As Harold Feld explained on Twitter and in his book, telecom policy has confronted this problem before, and has a pretty good solution called customer proprietary network information or “CPNI.” The CPNI rule was used to prevent AT&T, the dominant platform of an earlier era, from stealing business from “enhanced service providers” such as home-alarm companies or electronic publishers that depended on AT&T’s network to access customers.

This protection was eventually enshrined in the 1996 Telecom Act.
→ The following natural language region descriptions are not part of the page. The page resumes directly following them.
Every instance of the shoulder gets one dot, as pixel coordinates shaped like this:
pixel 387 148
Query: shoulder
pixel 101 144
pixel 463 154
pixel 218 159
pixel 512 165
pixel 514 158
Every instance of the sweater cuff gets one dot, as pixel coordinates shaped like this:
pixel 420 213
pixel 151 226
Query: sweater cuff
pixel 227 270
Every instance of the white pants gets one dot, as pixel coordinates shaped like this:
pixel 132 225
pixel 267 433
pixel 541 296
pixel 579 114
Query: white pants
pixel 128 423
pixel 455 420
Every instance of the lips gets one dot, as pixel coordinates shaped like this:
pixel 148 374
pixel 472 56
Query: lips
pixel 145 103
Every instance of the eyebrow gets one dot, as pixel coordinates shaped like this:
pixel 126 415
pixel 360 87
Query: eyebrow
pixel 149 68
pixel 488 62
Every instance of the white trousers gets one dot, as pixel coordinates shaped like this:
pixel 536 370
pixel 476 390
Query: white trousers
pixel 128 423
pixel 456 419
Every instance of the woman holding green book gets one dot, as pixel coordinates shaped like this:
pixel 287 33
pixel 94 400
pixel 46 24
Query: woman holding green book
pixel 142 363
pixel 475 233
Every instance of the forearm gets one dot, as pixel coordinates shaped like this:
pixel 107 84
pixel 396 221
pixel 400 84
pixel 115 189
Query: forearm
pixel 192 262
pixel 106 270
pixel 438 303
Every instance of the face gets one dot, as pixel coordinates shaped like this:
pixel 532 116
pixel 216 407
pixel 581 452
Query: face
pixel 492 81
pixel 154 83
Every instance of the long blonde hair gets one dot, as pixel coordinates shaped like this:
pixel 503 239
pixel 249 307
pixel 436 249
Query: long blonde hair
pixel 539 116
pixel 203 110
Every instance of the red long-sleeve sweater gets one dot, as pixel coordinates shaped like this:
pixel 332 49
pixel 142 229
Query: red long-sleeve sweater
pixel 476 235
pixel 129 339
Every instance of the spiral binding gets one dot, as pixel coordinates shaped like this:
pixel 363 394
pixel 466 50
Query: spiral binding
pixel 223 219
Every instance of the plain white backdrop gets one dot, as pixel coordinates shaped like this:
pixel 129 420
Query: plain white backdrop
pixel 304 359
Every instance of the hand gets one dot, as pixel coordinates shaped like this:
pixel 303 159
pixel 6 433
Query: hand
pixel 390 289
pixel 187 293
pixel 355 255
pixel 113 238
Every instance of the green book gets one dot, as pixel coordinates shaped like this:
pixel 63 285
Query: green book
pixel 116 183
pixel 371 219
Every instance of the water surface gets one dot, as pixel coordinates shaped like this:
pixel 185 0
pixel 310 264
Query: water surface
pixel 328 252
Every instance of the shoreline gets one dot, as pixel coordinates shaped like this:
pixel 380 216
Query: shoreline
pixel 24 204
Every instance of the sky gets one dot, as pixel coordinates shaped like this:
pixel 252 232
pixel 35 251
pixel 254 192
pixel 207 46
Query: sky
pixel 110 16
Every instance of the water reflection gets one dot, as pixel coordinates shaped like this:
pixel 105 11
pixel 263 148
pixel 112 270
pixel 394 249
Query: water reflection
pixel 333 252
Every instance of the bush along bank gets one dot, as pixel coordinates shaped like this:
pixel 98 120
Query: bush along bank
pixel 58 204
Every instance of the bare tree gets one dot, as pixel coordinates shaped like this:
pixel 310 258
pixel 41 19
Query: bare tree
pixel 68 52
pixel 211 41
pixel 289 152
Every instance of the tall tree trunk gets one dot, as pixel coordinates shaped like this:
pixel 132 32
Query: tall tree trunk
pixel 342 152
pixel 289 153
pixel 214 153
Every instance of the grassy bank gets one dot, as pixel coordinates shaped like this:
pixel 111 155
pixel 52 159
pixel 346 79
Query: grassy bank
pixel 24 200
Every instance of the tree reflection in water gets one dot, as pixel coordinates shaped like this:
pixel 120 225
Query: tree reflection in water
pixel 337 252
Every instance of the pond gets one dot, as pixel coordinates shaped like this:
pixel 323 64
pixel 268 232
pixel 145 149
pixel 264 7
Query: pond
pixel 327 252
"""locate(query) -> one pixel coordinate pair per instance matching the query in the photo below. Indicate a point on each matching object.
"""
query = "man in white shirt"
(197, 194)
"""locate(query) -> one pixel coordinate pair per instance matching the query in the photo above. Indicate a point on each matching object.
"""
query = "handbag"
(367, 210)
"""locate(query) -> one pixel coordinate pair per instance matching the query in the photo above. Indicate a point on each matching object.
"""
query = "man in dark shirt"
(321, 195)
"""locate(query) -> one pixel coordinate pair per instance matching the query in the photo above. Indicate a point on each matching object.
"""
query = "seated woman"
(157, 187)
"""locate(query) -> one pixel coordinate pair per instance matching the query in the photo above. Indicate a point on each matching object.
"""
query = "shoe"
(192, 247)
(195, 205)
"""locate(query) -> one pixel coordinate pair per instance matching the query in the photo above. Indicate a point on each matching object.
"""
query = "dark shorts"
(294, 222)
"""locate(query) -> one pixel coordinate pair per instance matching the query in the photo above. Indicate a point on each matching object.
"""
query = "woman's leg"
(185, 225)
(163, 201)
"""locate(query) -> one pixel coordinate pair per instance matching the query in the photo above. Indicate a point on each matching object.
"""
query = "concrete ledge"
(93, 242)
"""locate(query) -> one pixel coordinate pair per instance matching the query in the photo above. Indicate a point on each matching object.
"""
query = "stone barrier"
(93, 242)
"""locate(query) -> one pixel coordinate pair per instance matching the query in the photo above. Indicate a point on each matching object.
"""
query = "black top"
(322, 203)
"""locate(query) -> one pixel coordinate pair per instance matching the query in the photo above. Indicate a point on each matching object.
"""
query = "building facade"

As Feld notes, the biggest challenge is figuring out enforcement in the absence of a designated agency, but this is also manageable, so long as Congress creates a Net Tribunal at an existing agency or inside a new digital agency. With a private right of action, merchants could bring complaints alleging violations of CPNI, as well as discriminatory conduct.

These four options are not mutually exclusive. Indeed, many are complementary. The important point is that Congress has tools outside of antitrust to fix Amazon’s cloning problem.

But it needs to move quickly: According to the Wall Street Journal story, Amazon aims to grow its private-label business to account for ten percent of its sales by 2022. Whether Congress is up for the task depends on who wields power in America. Does Amazon control us or do we control Amazon?